If a *whole number* **is not divisible by 2** into whole numbers then those numbers are called as **odd numbers**. Example: **1, 3, 5, 7,** and so on… are odd numbers. But, what if you want to find the sum of first n odd numbers? What formula will you use to do so?

This article is going to explain you the method and formula to find that sum and also the **sum of first n odd numbers**.

Related Topic: Sum of Even Numbers Formula

Index

**General Formula for Odd Numbers**

As we know, the odd numbers are

1, 3, 5, 7, 9, 11, …

If we observe carefully, we can find an Arithmetic Progression Sequence(AP),

Here, the AP can be made into the formula as,

The formula for odd numbers = \(2n \pm 1\)

\(\mbox{Odd Number} =

\left\{

\begin{array}{ll}

2n+1 & \mbox{if $n = 0, 1, 2, 3,$ and so on…} \\

2n-1 & \mbox{if $n = 1, 2, 3,$ and so on…} \\

\end{array}

\right.

\)

## Sum of Odd Numbers

Let us say the sequence of the n odd numbers is

=> (2k-1) + (2(k+1)-1) + …… + (2(k+n-1)-1)

From Arithmetic Progression, we know that,

\(S_n = \frac{n}{2}[2a + (n-1)d] \mbox{ OR } \frac{n}{2}[a + l]\)

Where,

\(n\) = no. of terms

\(a\) = First term of the A.P.

\(d\) = Common difference

\(l\) = Last term

And we know,

Here, a = 2k-1, d = 2, n = n & l = 2(k+n-1) – 1

So, the sum would be \(S_n = \frac{n}{2}[2(2k-1) + (n-1)2]\)

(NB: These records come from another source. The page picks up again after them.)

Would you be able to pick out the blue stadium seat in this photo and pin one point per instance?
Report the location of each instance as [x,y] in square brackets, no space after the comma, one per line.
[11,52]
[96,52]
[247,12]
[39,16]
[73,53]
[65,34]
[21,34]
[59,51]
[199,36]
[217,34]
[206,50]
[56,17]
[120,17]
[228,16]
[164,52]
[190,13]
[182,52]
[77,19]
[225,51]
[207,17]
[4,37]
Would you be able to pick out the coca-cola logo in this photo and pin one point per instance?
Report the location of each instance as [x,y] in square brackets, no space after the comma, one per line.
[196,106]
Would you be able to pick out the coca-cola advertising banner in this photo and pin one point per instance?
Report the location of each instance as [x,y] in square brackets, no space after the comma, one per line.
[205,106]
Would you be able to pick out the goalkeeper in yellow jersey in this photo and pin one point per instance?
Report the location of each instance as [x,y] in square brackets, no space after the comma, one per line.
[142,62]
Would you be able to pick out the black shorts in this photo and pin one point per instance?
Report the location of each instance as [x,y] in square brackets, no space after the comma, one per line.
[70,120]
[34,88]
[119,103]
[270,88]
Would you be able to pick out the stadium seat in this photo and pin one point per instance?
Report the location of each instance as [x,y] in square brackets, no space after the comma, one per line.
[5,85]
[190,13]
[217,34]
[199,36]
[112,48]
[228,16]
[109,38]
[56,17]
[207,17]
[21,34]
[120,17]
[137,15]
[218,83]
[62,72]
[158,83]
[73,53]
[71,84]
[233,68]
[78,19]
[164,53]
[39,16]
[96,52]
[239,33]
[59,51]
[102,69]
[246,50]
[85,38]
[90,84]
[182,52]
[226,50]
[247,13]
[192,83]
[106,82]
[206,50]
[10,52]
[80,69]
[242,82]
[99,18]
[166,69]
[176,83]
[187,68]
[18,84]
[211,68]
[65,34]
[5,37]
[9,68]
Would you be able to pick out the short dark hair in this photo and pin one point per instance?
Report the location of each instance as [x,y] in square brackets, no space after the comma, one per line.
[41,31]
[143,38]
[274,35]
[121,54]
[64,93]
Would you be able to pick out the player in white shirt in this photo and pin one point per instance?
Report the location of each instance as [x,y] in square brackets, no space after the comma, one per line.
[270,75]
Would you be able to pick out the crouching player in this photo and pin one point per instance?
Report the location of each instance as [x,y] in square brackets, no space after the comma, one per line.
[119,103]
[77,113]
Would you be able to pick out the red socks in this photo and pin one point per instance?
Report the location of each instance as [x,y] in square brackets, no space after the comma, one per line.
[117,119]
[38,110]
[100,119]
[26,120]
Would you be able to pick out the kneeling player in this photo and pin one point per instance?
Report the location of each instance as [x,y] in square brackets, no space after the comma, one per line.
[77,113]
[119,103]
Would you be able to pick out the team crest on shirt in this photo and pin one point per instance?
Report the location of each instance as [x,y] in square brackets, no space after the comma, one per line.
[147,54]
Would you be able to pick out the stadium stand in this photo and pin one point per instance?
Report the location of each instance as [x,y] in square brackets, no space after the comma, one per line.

= \(S_n = \frac{n}{2}[4k -2 + 2n -2 ]\) = \(S_n = (n)[2k -2 + n]\)

**Sum of First n Odd Numbers**

Let us find the sum of first n odd numbers: (\(S_n\)),

Therefore, \(S_n = 1 + 3 + 5 + 7 + 9 + 11 + …. + (2n – 1) … (i)\)

\(S_n = \sum_{i = 1} ^{n} (2i – 1)\)

From Arithmetic Progression, we know that,

\(S_n = \frac{n}{2}[2a + (n-1)d] \mbox{ OR } \frac{n}{2}[a + l]\)

Where,

\(n\) = no. of terms

\(a\) = First term of the A.P.

\(d\) = Common difference

\(l\) = Last term

Here, \(a = 1, d = 2 \mbox{ & } l = 2n – 1\)

Therefore, \(S_n = \frac{n}{2} [a + l]\)

\(= \frac{n}{2} [1 + (2n – 1)]\)

\(= \frac{n}{2} [2n] = n^2\)

Therefore, \(S_n = n^2\).

For,

- \(n = 1\)
- \(S_1 = 1\) (&)
- \(S_1 = \frac{1}{2} [1 + (2\times1 – 1)] = 1\)

- \(n = 2\)
- \(S_2 = 1 + 3 = 4\) (&)
- \(S_2 = \frac{2}{2} [1 + (2\times2 – 1)] = 4\)

- \(n = 3\)
- \(S_3 = 1 + 3 + 5 = 9\) (&)
- \(S_3 = \frac{3}{2} [1 + (2 \times 3 – 1)] = 9\)

- \(n = 4\)
- \(S_4 = 1 + 3 + 5 + 7 = 16\) (&)
- \(S_4 = \frac{4}{2} [1 + (2\times4 – 1)] = 16\)

And so on… .

**Solved Examples**

**Question 1.** Find sum of first 50 odd number.

**Solution.** \(S_n = n^2\)

Therefore, \(S_{50} = 50^2 = 2500\)

**Question 2.** Find the sum of odd number between 100 & 200.

**Solution.** \(S_n = n^2\)

Therefore, sum of odd number between 100 & 200 = \(S_{100} – S_{50}\).

[Because there are 50 odd number in 1 to 100 & 100 odd numbers in between 1 to 200]

\(S_{50} = 50^2 = 2500\)

\(S_{100} = 100^2 = 10000\)

Therefore, sum of odd number between 100 & 200 = 10000 – 2500 = 7500.

**FAQs**

**What is the sum of first n odd numbers?**Sum of ‘n’ odd numbers: \(S_n = n^2\)

**What is the sum of n odd numbers?**The formula for sum between 1 and n is \((\frac{1}{2}(n+1))^2\).

**What is the sum of the first 25 odd numbers?**\(S_{25} = n^2 = 625\)

**What are Odd numbers?**Odd numbers are a set of numbers from Real Numbers where the digit cannot be divided by 2.